Comparing Intel Thread Checker and Sun Thread Analyzer
Christian Terboven
RWTH Aachen University
Multiprocessor compute servers have been available for many years now. It is expected that the
number of cores per processor chip will increase in the future and at least some multicore architectures
will even support multiple threads running simultaneously. Hence, parallel programming will
become more wide-spread and land on almost any programmer's desk. Both multicore systems and
also larger SMP or ccNUMA systems can be programmed employing shared-memory parallelization
paradigms.
Posix-Threads and OpenMP are the most wide-spread programming paradigms for sharedmemory
parallelization. At the first sight, programming for Posix-Threads or OpenMP may seem
to be easily understandable. But for non-trivial applications, reasoning about the correctness of a
parallel program is much harder than for sequential control flow. The typical programming errors of
shared-memory parallelization are Data Races, where the result of a computation is non-deterministic
and dependent on the timing of other events, or Deadlocks, where two or more threads are waiting
for each other. Finding those errors with traditional debuggers is hard, if not impossible.
This talk will compare the two software tools Intel Thread Checker and Sun Thread Analyzer,
that help the programmer in finding errors like Data Races and Deadlocks in multi-threaded programs.
Experiences using these tools on OpenMP and Posix-Threads applications will be presented
together with findings on the strenghts and limitations of each individual product. Recommendations
for embedding such tools into the software development process will be given.
Continuous Runtime Profiling of OpenMP Applications
Karl Fürlinger, Shirley Moore
University of Tennessee
Profiling and tracing are the two common techniques for performance analysis of parallel applications.
Profiling is often preferred over tracing because it gives smaller amounts of data, making a
manual interpretation easier. Tracing, on the other hand, allows the full temporal behavior of the
application to be reconstructed at the expense of larger amounts of performance data and an often
more intrusive collection process.
In this paper we investigate the possibility of combing the advantages of tracing and profiling
with the goal of limiting the data volume and enabling manual interpretation while retaining
some temporal information about the program execution. Our starting point is a profiling tool for
OpenMP applications called ompP. Instead of capturing profiles only at the end of program execution
("one-shot" profiling), in the new approach profiles are captured at several points of time while
the application executes. We call our technique incremental or continuous profiling and demonstrate
its usefulness on a number of benchmark applications.
We discuss in general the dimensions of performance data and which new kind of performance
displays can be derived by adding a temporal dimension to profiling-type data. Among the most
useful new displays are overheads over time which allows the location of when overheads such as
synchronization arise in the target application and performance counter heatmaps, that show performance
counters for each thread over time.
Understanding Memory Access Bottlenecks on Multi-core
Josef Weidendorfer
Technische Universität München
This talk focuses on scalability and usability issues of analyzing the memory access behavior of
multi-threaded applications on multi-core chips. The main objective is to help in the development
of optimization strategies for application controlled prefetching agents running on dedicated cores,
ensuring optimal exploitation of the limited connection to the main memory.

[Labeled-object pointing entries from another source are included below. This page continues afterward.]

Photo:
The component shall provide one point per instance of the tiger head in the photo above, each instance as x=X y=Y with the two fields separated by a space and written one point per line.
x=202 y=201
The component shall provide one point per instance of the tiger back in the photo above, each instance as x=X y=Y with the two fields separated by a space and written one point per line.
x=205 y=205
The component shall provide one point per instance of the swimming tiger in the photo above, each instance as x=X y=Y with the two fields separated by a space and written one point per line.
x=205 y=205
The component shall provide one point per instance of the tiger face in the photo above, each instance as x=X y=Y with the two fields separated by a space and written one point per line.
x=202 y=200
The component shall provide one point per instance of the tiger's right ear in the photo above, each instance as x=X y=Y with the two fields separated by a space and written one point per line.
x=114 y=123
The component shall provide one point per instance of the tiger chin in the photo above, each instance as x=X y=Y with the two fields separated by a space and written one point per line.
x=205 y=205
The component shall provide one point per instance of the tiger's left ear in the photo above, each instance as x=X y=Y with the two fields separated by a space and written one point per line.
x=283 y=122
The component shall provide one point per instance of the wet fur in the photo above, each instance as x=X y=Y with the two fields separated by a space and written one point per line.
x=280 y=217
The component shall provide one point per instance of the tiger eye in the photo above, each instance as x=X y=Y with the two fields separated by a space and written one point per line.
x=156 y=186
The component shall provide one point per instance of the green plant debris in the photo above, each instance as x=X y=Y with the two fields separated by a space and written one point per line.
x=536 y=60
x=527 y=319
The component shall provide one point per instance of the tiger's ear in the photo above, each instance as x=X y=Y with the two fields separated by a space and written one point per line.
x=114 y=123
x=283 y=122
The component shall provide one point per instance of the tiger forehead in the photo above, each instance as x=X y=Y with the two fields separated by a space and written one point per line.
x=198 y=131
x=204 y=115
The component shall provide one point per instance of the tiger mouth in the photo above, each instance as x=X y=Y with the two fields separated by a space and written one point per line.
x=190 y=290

To reach this goal, the multi-core simulation collects metrics such as read/write bandwidth requirements
and working set size of the threads as well as working set overlapping. The data is
associated to the execution stream of the threads in an aggregated way, in order to pinpoint code
regions where cache optimization is required, and where prefetch requests are useful to be handled
by the prefetching agent.
Although the tool scenario does not target parallel systems with thousands of processors, the
issues which needs to be solved regarding the amount of collected information, as well as regarding
methods for easy to understand visualization, is quite related. For both, the amount of measurement
data has to kept at a manageable size by using techniques for online aggregation. To allow quick
browsing in the visualization tool, fast data structures have to be used with persistent indexing, as
well as aggregation views with support for interactive selection and filtering of data.
The tool is being developed in the scope of the Munich Multicore Initiative as an extension
of the suite consisting of Callgrind, based on Valgrind, and KCachegrind, a visualization tool for
profiling data. As it is work in progress, we focus on existing parts, active development issues and
design alternatives.